All other parts will be 3D printed and available from some service - probably Shapeways, which is the cheapest I've found thus far. So basically the cars will be kits where you buy the parts, and as such they should be so simple to assemble that anyone can do it. That means spending a considerable amount of time on the design choices, which is basically what I'm doing right now.

The twist to this story is that I plan to make the 3D models of the parts - other than the extruded body - available for download, so if anyone has access to a 3D printer, they can print the parts themselves, which may be cheaper than buying them on the web. Or if they want to modify the parts because I've made a mistake or to make it cheaper or to match a particular model at a particular time or whatever.

And this is why I think maybe the time is not ripe and I'm taking my time with the design while I have fun doing it. As I said above, the prices of 3D printing and printers are dropping all the time, and my expectation is that decent quality 3D printers will be pretty common household items in a not so distant future.

It's a spare time project of course, but I do expect to make initial test runs this year - probably some time this summer.

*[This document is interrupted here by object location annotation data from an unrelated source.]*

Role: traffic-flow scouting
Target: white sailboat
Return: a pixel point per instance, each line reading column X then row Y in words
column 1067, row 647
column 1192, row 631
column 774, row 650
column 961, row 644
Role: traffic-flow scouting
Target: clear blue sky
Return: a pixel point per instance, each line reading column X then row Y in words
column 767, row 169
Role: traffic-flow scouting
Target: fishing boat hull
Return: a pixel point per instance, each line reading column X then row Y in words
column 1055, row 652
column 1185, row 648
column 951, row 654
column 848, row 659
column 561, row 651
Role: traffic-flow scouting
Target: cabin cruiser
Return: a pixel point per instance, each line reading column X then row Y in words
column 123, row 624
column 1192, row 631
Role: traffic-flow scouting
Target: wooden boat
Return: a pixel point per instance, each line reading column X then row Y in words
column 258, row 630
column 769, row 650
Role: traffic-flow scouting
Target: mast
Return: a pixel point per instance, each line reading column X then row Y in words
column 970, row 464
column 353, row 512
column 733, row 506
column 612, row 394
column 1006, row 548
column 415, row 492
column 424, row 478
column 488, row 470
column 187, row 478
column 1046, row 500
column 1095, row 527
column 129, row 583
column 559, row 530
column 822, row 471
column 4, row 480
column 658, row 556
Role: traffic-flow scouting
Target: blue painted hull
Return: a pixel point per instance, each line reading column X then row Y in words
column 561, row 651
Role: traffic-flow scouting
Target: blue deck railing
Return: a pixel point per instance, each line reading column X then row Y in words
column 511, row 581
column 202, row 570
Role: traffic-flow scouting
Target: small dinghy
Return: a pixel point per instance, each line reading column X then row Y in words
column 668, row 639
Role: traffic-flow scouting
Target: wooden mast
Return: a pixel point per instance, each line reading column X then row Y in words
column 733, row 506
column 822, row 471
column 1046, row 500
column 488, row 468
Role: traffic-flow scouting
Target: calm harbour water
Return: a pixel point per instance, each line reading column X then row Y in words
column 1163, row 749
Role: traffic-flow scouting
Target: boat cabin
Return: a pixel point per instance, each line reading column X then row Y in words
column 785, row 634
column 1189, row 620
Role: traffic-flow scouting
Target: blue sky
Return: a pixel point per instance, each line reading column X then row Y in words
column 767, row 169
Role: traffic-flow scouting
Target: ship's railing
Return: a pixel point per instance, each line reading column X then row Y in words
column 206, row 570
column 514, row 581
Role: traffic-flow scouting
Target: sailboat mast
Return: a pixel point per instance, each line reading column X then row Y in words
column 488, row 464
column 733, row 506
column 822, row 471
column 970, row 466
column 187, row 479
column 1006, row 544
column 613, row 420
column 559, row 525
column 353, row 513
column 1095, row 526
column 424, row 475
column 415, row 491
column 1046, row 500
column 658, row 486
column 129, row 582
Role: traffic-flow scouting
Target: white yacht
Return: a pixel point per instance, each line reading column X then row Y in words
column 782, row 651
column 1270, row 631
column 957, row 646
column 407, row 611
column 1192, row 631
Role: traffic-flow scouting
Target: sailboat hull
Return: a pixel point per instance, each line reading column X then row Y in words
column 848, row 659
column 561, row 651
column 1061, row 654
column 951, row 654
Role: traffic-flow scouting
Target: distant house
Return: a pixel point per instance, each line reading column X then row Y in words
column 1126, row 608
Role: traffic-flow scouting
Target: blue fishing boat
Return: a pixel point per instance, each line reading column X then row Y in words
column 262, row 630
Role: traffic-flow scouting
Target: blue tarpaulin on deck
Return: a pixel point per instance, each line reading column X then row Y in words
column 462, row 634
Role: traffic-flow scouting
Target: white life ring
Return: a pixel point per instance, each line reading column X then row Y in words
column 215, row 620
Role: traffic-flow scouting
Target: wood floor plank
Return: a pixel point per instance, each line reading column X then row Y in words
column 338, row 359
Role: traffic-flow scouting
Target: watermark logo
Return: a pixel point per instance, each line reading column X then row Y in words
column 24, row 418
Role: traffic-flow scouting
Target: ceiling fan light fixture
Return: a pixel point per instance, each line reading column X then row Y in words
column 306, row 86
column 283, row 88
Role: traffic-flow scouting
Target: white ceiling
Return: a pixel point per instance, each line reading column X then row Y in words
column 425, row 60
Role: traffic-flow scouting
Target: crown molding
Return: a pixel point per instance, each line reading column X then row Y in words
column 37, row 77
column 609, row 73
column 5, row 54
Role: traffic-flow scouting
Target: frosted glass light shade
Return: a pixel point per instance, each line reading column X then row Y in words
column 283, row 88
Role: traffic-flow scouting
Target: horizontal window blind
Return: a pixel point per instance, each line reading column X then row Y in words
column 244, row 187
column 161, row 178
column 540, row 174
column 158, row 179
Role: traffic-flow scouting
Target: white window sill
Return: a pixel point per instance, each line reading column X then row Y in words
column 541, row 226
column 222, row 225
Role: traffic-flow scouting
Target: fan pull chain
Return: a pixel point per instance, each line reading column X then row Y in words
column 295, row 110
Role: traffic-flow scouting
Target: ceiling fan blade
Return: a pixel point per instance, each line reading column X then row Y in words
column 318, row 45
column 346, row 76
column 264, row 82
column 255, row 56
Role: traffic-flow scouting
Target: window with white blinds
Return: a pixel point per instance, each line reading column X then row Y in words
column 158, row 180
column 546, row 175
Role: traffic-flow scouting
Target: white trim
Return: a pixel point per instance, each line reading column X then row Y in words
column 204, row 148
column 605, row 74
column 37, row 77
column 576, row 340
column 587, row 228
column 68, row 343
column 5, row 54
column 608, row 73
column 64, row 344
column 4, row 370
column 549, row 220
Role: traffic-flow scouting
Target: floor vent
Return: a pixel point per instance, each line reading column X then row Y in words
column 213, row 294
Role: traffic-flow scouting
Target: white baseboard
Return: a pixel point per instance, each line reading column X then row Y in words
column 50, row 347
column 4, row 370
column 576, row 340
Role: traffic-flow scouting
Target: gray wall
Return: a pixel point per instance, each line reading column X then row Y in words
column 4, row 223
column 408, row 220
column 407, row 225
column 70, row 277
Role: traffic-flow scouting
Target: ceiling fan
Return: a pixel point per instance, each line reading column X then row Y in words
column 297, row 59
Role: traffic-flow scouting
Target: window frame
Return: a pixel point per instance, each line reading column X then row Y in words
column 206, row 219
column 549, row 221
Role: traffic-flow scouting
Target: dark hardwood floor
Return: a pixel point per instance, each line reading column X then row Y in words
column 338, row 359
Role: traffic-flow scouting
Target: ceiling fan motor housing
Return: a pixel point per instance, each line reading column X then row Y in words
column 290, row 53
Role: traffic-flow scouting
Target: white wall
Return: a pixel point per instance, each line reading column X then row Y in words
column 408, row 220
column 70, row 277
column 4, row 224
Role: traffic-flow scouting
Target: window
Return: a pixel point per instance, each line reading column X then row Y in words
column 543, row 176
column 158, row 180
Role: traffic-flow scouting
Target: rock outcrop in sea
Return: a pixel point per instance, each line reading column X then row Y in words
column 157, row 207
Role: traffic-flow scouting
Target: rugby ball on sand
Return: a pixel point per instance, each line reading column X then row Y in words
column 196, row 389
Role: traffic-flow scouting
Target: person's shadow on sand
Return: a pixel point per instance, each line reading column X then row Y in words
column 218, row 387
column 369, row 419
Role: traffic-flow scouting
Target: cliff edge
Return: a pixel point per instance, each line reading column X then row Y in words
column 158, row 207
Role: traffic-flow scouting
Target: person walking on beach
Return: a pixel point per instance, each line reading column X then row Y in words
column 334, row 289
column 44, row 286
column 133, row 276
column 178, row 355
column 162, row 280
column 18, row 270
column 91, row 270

I already have the couplers - two sets of Kadee 907 and two sets of 1907 - and I have NWSL wheels on order for four trucks, so I can test for minimum radius and s-curves / crossovers. The result of that test may affect the design of the trucks and the skirt sections. So you know ... slowly but surely moving ahead.

The first goal is to get the design to such a state that I can get a fix on the cost. Then I'll make the call as to what to do next.
I'll show more pics when I have something to show. Stay tuned.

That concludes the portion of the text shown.